En nuestro estado, pese a lo cierto, maquillado y alarmista de las informaciones rojas sobre la inseguridad, el gobierno tiene aun bastantes opciones para recuperar los umbrales y niveles de seguridad, paz y tranquilidad del pasado.
Lo único que debe ser, y darse, es lo que ya se hizo: ante las inseguridades de contar con un titular del Ejecutivo de y tiempo completo y con pleno uso de sus disposición de competencias, habilidades, conocimiento y experiencia en la administración pública y en acciones de gobierno, no limitadas por cuestiones patológico-funcionales, y de acuerdo a la norma constitucional, conceder certeza jurídica y política a la acción de gobernar y nombrar y, en su caso, ratificar a la persona que deberá darle sentido a la actual administración y en los actuales escenarios.

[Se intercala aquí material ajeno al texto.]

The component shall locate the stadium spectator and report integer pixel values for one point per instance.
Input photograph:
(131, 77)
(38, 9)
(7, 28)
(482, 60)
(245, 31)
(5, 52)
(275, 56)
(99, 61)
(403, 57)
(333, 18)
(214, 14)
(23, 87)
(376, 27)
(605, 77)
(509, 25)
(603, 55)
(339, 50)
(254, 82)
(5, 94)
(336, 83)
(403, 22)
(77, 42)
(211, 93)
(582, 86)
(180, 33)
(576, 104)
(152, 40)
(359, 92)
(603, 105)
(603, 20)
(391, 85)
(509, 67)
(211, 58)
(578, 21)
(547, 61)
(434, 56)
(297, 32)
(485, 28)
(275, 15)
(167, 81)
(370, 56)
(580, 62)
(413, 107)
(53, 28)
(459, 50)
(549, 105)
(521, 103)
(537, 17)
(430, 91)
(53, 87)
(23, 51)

Tenemos titular del poder Ejecutivo hasta poco más de medio mes de enero del 2014 – que marcados por la Constitución y por el depositario del poder soberano del pueblo, Fausto vallejo Figueroa, gobernador con licencia, deberá definirse por esos días – ; todos los frentes de la administración están en acción, recargados, redimensionados y renovadas acciones para trabajar y sacar al estado, y su sociedad, del marasmo que muchos factores los condujeron a esta posición.
Se están dando los cambios, reestructuraciones, reacomodos, enroques, en el gabinete y estos darán en cascada los cambios en la administración pública, que servirán para dimensionar el caos, enfrentarlo y resolverlo. Las cuestiones de inseguridad se están enfrentando y no siendo una acción de Estado fácil, se cuenta con el fuerte respaldo Federal para avanzar un poco cada día y se confía – y esa es lo deseado, tener la confianza, recuperar la confianza – salir lo más pronto y lo mejor de esta negativa condición.
En este momento, habiendo certeza y gobierno, ¿a qué se debe los distractores que llevan a la inquietud, a la incertidumbre, cuando el estado y la sociedad michoacana necesitan, requieren y demandan mayor certeza, tranquilidad y unidad?
Si el grupo de servidores públicos, y amigos del señor gobernador con licencia, lo inquietan y lo motivan para que regrese, ¿por qué no toman en cuenta los intereses y condiciones del estado? Porque no les interesa el estado y su circunstancia, ni la recuperación orgánica y salud de su amigo. Les interesa la pasión por el poder. Flaco favor le hacen. Deberían permitir su total recuperación. Él es el depositario de la voluntad mayoritaria de la sociedad michoacana, pero por motivos de salud, está separado del ejercicio del poder; entonces aceptar esa circunstancia y cuando deba regresar, conforme a lo establecido en el H. Congreso, pues que regrese, pero hasta el cumplimiento de la norma.
Por el momento, el gobierno, el estado y la sociedad de Michoacán, requiere de unidad, mando, gobierno y certeza jurídica y de acciones positivas de mando; no es momento de distracciones ni de dudas.